Helicobacter pylori is one of the leading causes of a range of gastrointestinal diseases. Clinical antibiotic therapy for this microbial is limited by continuously decreased therapeutic efficacy and bacterial immunosuppression to the host. An elaborate strategy is developed that an all-in-one PD-L1 nano-antagonist BT@CPA is applied to specifically capture H. pylori, thermally trigger chemotherapy and elicit an antibacterial host immune response toward H. pylori.

Abstract

Accumulating scientific evidence has established a strong etiological association between Helicobacter pylori infection and the pathogenesis of gastric disorders. Clinical antibiotic therapy for this microorganism is significantly constrained by gradually decreased therapeutic outcomes and bacterial immunosuppression to the host. H. pylori can escape immune surveillance by inducing PD-L1 upregulation on gastric mucosal epithelial cells to promote T cell apoptosis and Treg cell differentiation, leading to chronic infection.

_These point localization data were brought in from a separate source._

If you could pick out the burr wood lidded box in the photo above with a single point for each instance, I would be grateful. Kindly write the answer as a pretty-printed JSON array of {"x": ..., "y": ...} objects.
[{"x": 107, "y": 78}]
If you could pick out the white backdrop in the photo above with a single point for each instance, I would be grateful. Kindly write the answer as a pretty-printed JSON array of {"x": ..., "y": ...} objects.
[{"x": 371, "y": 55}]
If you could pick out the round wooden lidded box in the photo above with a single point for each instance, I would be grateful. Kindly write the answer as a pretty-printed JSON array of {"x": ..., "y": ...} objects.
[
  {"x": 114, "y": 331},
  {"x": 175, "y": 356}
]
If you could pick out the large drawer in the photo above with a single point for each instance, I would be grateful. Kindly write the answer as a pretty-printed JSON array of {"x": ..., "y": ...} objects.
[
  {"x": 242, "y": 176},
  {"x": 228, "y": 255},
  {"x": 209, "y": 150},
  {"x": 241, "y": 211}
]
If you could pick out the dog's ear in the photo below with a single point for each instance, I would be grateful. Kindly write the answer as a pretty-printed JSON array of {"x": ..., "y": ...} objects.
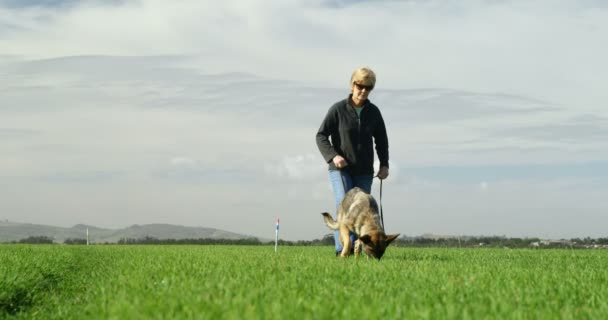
[
  {"x": 365, "y": 238},
  {"x": 391, "y": 237}
]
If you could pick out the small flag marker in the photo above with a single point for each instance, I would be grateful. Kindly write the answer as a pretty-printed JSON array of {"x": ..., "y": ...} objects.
[{"x": 276, "y": 238}]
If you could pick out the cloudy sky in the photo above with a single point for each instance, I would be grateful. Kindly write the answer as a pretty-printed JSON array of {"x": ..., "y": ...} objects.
[{"x": 203, "y": 113}]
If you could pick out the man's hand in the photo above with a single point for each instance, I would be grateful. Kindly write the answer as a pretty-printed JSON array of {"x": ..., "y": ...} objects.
[
  {"x": 382, "y": 173},
  {"x": 339, "y": 162}
]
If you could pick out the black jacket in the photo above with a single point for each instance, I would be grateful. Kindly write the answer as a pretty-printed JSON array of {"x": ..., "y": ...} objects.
[{"x": 351, "y": 137}]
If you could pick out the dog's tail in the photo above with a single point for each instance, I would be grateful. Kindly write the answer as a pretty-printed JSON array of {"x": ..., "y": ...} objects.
[{"x": 329, "y": 221}]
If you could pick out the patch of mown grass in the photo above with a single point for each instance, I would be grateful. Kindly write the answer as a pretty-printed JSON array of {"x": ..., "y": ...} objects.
[{"x": 233, "y": 282}]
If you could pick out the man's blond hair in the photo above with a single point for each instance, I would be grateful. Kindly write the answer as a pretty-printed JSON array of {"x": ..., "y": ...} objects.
[{"x": 363, "y": 76}]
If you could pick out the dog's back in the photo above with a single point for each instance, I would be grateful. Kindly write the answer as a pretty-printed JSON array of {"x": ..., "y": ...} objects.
[
  {"x": 358, "y": 213},
  {"x": 359, "y": 210}
]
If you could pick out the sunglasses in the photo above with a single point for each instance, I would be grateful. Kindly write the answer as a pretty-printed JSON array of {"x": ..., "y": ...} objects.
[{"x": 361, "y": 87}]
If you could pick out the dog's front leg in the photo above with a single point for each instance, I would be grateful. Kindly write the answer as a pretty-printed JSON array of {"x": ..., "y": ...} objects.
[{"x": 346, "y": 243}]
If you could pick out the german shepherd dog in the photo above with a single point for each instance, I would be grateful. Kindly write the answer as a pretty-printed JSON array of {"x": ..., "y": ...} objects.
[{"x": 358, "y": 213}]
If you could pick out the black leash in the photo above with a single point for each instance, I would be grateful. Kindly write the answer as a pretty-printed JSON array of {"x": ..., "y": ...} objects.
[{"x": 381, "y": 215}]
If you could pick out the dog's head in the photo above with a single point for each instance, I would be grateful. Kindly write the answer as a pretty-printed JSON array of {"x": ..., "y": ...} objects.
[{"x": 375, "y": 243}]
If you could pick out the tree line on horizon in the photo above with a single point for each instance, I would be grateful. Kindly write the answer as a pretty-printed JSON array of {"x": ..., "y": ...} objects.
[{"x": 328, "y": 240}]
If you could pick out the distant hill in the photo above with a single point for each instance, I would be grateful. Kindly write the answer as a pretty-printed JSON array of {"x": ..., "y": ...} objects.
[{"x": 14, "y": 231}]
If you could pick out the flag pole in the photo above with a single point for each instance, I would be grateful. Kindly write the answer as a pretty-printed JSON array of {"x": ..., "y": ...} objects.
[{"x": 276, "y": 238}]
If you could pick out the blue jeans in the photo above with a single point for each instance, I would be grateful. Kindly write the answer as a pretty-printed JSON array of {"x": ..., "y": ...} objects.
[{"x": 341, "y": 182}]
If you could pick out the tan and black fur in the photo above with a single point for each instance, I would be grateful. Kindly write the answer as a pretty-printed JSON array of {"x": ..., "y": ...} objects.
[{"x": 358, "y": 212}]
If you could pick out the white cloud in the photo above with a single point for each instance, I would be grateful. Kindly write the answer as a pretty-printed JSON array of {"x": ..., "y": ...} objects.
[{"x": 187, "y": 111}]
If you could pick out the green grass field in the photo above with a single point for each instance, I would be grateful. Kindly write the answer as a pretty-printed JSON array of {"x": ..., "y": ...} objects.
[{"x": 254, "y": 282}]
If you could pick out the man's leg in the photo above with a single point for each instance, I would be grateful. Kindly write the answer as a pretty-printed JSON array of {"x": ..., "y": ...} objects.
[
  {"x": 341, "y": 182},
  {"x": 363, "y": 182}
]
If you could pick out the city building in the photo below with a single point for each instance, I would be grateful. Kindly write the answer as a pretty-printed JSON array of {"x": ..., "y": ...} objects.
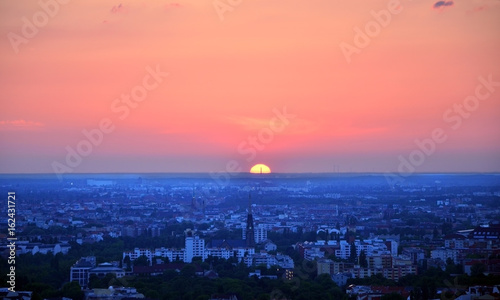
[{"x": 79, "y": 272}]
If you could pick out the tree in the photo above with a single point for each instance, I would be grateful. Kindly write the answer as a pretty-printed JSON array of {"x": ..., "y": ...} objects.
[
  {"x": 363, "y": 262},
  {"x": 126, "y": 260},
  {"x": 392, "y": 296},
  {"x": 477, "y": 270},
  {"x": 353, "y": 256},
  {"x": 141, "y": 261}
]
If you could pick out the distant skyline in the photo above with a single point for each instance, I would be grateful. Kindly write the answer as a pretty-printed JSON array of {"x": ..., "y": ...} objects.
[{"x": 213, "y": 86}]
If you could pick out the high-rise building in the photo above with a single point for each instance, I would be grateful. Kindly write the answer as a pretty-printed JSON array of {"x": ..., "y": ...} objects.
[
  {"x": 194, "y": 246},
  {"x": 250, "y": 231}
]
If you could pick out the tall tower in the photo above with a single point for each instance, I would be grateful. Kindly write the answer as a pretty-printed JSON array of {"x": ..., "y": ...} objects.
[{"x": 250, "y": 232}]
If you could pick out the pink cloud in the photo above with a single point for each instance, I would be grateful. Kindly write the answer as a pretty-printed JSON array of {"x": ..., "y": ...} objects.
[{"x": 20, "y": 125}]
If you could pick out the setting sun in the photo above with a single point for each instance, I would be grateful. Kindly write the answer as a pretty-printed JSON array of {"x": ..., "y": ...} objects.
[{"x": 260, "y": 168}]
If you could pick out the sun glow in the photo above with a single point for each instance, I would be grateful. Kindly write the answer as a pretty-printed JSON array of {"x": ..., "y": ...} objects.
[{"x": 260, "y": 169}]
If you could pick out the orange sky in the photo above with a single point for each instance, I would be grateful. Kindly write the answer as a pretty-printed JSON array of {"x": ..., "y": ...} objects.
[{"x": 229, "y": 71}]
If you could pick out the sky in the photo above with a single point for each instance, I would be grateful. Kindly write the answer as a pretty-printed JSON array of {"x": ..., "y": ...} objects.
[{"x": 221, "y": 85}]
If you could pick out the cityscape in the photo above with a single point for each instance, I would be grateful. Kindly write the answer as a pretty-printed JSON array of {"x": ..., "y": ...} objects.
[
  {"x": 250, "y": 150},
  {"x": 262, "y": 236}
]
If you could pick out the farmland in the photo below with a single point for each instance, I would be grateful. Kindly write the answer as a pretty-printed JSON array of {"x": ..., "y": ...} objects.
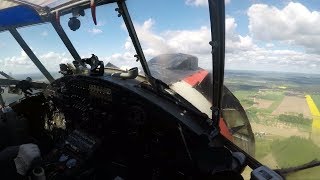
[{"x": 277, "y": 108}]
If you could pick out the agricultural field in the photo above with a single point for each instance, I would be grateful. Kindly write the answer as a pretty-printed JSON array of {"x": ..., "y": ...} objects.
[
  {"x": 280, "y": 117},
  {"x": 316, "y": 99}
]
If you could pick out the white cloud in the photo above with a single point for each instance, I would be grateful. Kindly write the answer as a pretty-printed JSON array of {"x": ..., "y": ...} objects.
[
  {"x": 269, "y": 45},
  {"x": 44, "y": 33},
  {"x": 294, "y": 24},
  {"x": 95, "y": 31},
  {"x": 201, "y": 2},
  {"x": 22, "y": 63}
]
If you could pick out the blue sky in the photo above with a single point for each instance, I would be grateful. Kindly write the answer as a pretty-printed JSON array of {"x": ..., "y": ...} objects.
[{"x": 267, "y": 35}]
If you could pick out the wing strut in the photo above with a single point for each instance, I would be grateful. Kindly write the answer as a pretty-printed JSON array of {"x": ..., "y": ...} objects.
[{"x": 31, "y": 55}]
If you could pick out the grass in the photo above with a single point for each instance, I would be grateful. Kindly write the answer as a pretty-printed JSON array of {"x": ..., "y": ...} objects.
[
  {"x": 263, "y": 147},
  {"x": 296, "y": 120},
  {"x": 316, "y": 100},
  {"x": 294, "y": 151},
  {"x": 276, "y": 97},
  {"x": 245, "y": 97},
  {"x": 308, "y": 174}
]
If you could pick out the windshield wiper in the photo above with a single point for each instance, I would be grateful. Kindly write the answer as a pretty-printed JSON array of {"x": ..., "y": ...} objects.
[{"x": 311, "y": 164}]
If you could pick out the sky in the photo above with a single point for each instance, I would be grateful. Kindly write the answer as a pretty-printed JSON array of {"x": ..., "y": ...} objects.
[{"x": 261, "y": 35}]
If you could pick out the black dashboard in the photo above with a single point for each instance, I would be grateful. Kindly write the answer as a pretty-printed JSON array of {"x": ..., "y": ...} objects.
[{"x": 104, "y": 127}]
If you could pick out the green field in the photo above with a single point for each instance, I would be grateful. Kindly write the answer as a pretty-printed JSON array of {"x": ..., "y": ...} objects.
[
  {"x": 294, "y": 151},
  {"x": 263, "y": 147},
  {"x": 316, "y": 99}
]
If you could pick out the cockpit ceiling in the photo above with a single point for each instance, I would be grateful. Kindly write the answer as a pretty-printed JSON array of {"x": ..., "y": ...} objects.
[{"x": 37, "y": 3}]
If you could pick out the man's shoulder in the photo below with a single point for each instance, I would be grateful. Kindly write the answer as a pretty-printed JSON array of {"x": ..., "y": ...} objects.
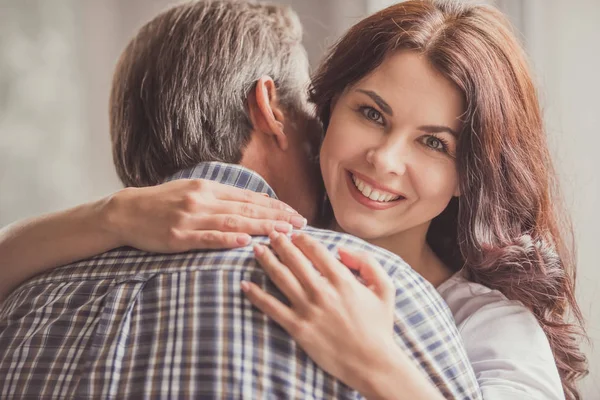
[
  {"x": 125, "y": 262},
  {"x": 334, "y": 240}
]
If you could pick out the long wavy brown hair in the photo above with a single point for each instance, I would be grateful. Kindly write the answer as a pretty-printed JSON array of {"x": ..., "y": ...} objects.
[{"x": 508, "y": 230}]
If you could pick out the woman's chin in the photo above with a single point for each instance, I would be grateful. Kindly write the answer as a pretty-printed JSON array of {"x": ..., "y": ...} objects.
[{"x": 366, "y": 230}]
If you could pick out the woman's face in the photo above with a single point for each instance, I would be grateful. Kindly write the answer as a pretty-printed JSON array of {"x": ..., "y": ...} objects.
[{"x": 388, "y": 158}]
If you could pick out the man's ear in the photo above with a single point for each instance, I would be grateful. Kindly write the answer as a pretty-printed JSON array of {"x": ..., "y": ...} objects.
[
  {"x": 266, "y": 114},
  {"x": 457, "y": 191}
]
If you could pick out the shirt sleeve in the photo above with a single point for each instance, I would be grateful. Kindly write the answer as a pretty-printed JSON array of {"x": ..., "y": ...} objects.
[{"x": 508, "y": 349}]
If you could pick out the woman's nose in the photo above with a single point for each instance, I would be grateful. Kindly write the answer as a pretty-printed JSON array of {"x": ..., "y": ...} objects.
[{"x": 389, "y": 158}]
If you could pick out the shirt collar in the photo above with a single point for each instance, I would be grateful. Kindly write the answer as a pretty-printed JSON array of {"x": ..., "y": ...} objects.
[{"x": 228, "y": 174}]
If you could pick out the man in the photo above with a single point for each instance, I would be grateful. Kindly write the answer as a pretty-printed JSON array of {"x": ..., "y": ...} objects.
[{"x": 202, "y": 87}]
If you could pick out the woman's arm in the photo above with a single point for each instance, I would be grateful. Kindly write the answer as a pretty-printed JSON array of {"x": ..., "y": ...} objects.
[
  {"x": 176, "y": 216},
  {"x": 365, "y": 356}
]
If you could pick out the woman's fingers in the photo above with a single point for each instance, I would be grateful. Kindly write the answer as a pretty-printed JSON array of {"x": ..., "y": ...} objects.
[
  {"x": 281, "y": 276},
  {"x": 237, "y": 223},
  {"x": 297, "y": 262},
  {"x": 370, "y": 271},
  {"x": 231, "y": 193},
  {"x": 254, "y": 211},
  {"x": 321, "y": 258},
  {"x": 268, "y": 304}
]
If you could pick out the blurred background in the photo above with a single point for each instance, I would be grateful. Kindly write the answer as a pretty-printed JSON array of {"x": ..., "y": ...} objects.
[{"x": 56, "y": 62}]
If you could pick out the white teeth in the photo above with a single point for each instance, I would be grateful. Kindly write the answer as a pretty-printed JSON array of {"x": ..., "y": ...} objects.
[{"x": 371, "y": 193}]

Herein, the elaborate strategy is developed that an all-in-one PD-L1 nano-antagonist BT@CPA is applied to specifically capture H. pylori, thermally trigger chemotherapy and elicit an antibacterial host immune response toward H. pylori. The nano-antagonist can overcome the extreme environment of gastric acid, penetrate the dense gastric mucosa and bind microbial glycan to mediate recognition of bacteria. Under the irradiation of NIR-II light, disintegrated BT@CPA drives the release of antibiotic and anti-PD-L1 peptide decorated photothermal agents, and the generated mild hyperthermia changes the membrane permeability of the bacteria, enhancing the bacterial susceptibility to antibiotics. Since the incremental expression of PD-L1 on gastric mucosal epithelial cells followed by H. pylori infection, the released anti-PD-L1 peptide blocks the PD-L1-mediated immune checkpoint inhibition between gastric mucosal epithelial cells and T cells by binding to PD-L1. BT@CPA is effective to preventing H. pylori infection combined with mild photothermal-therapy, chemotherapy and immunomodulation, and provides inspiration for addressing the key issues in the clinical treatment of infectious diseases.